Miejscem przywołującym tragiczne wspomnienia i jednocześnie tym, o którym chciałby zapomnieć jest dla
francuskiego oficera Bertranda de Siniac teren dawnego oflagu Grossborn koło Kłomina w gminie Borne
Sulinowo. Bertrand de Siniac był więźniem tego obozu w latach 1940-42. W poniedziałek Bertrand de
Siniac złożył kwiaty pod pomnikiem na terenie obozu.
Bertrand de Siniac wczoraj przywiózł do Bornego tablicę upamiętniającą 3000 francuskich oficerów -
jeńców wojennych więzionych w obozie Oflag IID Grossborn.
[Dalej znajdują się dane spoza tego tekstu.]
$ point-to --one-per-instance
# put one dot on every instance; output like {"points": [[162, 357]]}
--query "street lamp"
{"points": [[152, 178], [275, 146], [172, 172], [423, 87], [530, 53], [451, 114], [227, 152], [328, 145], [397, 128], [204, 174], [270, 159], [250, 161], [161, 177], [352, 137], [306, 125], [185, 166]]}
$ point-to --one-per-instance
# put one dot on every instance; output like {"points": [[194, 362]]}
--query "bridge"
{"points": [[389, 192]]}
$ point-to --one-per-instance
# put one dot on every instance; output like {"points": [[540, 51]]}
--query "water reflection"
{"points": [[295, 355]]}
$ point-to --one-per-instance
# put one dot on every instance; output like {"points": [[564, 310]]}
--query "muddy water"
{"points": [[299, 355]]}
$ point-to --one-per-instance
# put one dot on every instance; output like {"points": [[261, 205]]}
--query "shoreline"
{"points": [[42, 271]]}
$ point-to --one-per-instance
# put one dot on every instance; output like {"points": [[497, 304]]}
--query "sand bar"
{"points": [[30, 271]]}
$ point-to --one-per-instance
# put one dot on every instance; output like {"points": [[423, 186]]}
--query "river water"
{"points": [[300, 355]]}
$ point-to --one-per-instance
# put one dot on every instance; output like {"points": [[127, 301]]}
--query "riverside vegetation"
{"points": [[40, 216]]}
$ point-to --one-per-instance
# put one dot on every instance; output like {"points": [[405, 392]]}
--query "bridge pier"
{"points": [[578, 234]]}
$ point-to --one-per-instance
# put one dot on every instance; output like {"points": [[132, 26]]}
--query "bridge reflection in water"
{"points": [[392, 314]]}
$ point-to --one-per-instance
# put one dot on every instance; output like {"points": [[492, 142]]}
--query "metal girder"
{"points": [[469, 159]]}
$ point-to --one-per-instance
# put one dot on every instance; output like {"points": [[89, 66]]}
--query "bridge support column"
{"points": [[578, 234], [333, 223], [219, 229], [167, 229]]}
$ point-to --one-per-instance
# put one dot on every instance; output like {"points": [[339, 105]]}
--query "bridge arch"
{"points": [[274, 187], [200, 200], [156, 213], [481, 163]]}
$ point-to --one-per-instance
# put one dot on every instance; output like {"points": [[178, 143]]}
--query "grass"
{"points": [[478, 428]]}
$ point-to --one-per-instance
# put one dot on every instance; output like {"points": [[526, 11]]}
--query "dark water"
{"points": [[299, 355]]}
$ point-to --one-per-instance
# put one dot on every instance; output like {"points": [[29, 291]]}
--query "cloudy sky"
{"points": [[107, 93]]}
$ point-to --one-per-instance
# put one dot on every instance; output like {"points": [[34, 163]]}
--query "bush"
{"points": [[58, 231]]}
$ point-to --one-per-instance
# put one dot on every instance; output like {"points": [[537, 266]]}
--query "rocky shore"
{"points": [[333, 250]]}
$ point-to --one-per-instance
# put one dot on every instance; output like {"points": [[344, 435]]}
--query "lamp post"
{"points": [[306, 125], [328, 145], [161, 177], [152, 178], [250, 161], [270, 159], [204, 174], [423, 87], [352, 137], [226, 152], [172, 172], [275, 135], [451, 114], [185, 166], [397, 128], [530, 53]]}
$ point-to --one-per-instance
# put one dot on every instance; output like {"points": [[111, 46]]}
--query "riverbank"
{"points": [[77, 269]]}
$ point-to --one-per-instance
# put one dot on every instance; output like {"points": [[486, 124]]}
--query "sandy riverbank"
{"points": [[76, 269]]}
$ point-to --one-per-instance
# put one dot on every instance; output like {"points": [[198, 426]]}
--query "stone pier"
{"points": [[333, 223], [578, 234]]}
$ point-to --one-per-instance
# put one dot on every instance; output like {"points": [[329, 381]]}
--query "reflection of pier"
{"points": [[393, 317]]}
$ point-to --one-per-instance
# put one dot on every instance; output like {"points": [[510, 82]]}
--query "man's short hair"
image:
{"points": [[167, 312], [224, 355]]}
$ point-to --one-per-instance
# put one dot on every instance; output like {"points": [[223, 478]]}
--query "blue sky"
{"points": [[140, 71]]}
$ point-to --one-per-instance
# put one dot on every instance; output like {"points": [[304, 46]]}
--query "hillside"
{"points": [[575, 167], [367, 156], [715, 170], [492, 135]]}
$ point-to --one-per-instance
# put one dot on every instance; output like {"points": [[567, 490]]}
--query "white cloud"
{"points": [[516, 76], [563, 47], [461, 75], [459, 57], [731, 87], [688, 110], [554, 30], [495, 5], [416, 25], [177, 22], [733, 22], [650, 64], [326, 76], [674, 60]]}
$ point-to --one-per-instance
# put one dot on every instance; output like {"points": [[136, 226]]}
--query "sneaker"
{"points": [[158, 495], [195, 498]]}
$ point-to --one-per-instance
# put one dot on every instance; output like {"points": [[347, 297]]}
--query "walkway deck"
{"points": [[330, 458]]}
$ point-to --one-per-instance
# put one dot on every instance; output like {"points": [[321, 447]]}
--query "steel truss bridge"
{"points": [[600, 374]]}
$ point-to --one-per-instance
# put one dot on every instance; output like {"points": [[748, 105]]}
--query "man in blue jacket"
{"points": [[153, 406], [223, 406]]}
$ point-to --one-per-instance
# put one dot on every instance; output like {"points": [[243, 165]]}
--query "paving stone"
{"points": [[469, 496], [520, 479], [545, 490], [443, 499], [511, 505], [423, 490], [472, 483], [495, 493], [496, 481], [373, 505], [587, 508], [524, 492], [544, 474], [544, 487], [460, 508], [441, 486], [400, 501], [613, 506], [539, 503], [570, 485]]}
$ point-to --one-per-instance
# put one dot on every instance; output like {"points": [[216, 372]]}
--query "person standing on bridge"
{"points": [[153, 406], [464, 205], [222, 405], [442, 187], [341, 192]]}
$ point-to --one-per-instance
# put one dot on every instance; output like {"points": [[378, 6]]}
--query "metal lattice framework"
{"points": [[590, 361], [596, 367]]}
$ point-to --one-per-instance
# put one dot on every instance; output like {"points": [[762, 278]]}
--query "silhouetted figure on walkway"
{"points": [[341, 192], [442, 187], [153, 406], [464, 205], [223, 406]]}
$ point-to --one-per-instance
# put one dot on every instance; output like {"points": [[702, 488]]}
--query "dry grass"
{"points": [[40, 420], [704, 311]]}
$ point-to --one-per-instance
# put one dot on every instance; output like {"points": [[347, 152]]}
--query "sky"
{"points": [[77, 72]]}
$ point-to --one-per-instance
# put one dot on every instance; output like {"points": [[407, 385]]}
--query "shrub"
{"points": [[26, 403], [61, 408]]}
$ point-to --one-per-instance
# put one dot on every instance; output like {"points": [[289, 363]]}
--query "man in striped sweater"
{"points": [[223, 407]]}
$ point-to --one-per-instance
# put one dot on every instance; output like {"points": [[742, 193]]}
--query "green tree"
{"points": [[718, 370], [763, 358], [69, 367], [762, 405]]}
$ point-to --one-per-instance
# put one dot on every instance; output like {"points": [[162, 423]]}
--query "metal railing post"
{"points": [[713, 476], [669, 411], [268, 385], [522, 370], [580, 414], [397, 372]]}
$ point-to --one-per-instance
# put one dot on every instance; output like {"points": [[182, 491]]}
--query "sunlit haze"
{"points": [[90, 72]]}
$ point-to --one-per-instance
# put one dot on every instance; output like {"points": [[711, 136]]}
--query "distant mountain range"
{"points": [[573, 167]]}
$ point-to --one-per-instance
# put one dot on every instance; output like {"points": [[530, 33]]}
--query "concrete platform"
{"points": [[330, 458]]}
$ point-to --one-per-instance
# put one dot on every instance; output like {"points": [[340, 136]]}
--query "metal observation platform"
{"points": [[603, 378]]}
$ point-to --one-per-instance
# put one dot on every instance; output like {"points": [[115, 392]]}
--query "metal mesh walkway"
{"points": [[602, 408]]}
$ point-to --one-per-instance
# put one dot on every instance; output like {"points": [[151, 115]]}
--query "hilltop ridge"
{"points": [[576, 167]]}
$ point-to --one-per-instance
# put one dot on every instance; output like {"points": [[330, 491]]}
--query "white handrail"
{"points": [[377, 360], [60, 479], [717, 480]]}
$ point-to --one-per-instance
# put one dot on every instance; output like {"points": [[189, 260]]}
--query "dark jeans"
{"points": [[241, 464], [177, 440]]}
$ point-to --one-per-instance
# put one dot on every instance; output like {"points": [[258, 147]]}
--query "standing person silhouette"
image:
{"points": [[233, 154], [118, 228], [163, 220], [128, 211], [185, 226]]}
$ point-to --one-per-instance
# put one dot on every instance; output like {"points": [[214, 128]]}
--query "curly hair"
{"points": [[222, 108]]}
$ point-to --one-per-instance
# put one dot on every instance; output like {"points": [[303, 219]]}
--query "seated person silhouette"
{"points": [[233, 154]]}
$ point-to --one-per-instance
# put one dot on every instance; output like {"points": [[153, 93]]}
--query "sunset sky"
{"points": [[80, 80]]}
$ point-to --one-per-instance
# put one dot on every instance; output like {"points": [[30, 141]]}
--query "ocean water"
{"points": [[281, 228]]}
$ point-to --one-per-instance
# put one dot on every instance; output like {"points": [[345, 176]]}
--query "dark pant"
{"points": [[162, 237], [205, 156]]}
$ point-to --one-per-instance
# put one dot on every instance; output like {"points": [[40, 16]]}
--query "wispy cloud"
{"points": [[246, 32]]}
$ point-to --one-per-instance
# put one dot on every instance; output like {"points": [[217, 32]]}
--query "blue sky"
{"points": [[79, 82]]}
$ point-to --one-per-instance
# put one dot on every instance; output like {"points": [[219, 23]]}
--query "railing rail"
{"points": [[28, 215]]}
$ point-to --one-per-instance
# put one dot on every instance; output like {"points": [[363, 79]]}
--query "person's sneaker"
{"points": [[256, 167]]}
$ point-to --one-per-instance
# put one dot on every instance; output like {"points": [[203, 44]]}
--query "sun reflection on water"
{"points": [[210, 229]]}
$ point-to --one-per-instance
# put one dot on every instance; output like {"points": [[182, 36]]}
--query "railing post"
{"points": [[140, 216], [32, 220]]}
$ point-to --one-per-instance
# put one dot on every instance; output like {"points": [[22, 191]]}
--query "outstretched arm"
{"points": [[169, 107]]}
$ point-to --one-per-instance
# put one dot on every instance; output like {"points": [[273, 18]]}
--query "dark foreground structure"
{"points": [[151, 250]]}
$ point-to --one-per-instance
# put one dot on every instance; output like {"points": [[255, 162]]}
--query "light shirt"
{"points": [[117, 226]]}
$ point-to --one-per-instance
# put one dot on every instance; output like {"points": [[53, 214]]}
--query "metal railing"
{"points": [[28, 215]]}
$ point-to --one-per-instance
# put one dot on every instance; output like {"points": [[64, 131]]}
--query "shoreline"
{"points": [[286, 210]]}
Bertrand de Siniac do niewoli dostał się w
maju 1940 roku. Wraz z trzema tysiącami oficerów francuskich został osadzony w obozie Grossborn.
Więźniów dowieziono pociągiem do stacji w Nadarzycach, a dalej popędzono piechotą. W obozie czekały na
nich kilkunastoosobowe baraki. 22 letni Bertrand de Siniac nie mógł pogodzić się z uwięzieniem, toteż
wkrótce przez podkop wydostał się poza teren obozu. Udało mu się dotrzeć aż do Belgii. Tam został
schwytany i ponownie osadzony w Grossborn. Z pobytem w obozie kojarzą mi się tylko złe wspomnienia -
powiedział w czasie spotkania. Francuski oficer przekazał 4 grafiki ze scenami z obozu Grossborn oraz
książkę opisującą pobyt jeńców francuskich w obozie. Jego dary wzbogaciły zbiory Izby Pamięci w Domu
Kombatanta. Po południu na terenie dawnego obozu, pod pomnikiem upamiętniającym pobyt i działalność
polskich oficerów w obozie Grossborn Bertrand de Siniac złożył kwiaty. Na znajdującym się tuż obok
pomnika granitowym głazie przymocowano przywiezioną przez niego tablicę. Chociaż przez cały czas
uroczystości padał rzęsisty deszcz, Bertrand de Siniac dzielił się z obecnymi swoimi wspomnieniami.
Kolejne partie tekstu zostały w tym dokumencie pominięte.